Die Götterdämmerung naht und Licht und Dunkelheit werden um den Sieg ringen. Die Götter wissen, was ihnen bevorsteht: Alte Allianzen werden gebrochen, Bruder wird gegen Bruder kämpfen und nichts wird mehr sein, wie es einst war. Daher schmieden Odin, Freyja, Tyr, Loki, Hel, Thor und Baldr bereits ihre Schlachtpläne und versprechen jenen, die ihnen helfen, Ruhm und Macht. Doch auch Fenrir, Mímir und Surtr werden sich in den Kampf einmischen.
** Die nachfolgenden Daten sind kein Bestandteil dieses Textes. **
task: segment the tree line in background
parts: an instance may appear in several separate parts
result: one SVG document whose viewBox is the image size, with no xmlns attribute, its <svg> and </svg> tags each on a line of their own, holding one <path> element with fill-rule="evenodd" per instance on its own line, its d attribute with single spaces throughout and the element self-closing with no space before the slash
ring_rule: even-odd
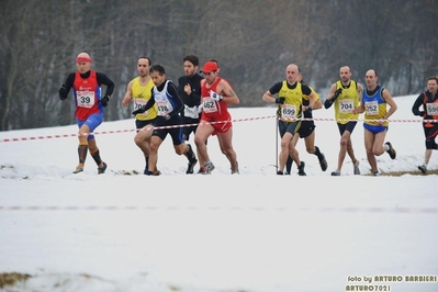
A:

Bitten Sie im richtigen Moment um Unterstützung und die Götter werden Ihnen ihre Macht zur Verfügung stellen. Werden Sie Freyja ersuchen, die gefallenen Krieger Walhallas zu erwecken oder nutzen Sie die Gerissenheit Lokis und Hels, um die Armeen Ihrer Feinde zu vernichten oder sie im kritischen Moment gar zu euch überlaufen zu lassen? Bitten Sie Tyr, eine entscheidende Schlacht zu gewinnen oder fragen Sie den weisen Mímir um Rat, um einen taktischen Vorteil zu erlangen? Unterstützen Sie die Götter, indem Sie ihnen Tempel errichten sowie mutige Krieger und mächtige Riesen überzeugen, sich ihnen anzuschließen. Es liegt in Ihrer Hand, welche Götter sich in der finalen Schlacht – Ragnarök – gegenüberstehen. Doch nur die wenigen, denen die größte Unterstützung zuteil wurde, werden schließlich als Sieger hervorgehen. Werdet Ihr die richtige Wahl treffen? Als Sterblicher hängt euer Platz in der neuen Welt davon ab...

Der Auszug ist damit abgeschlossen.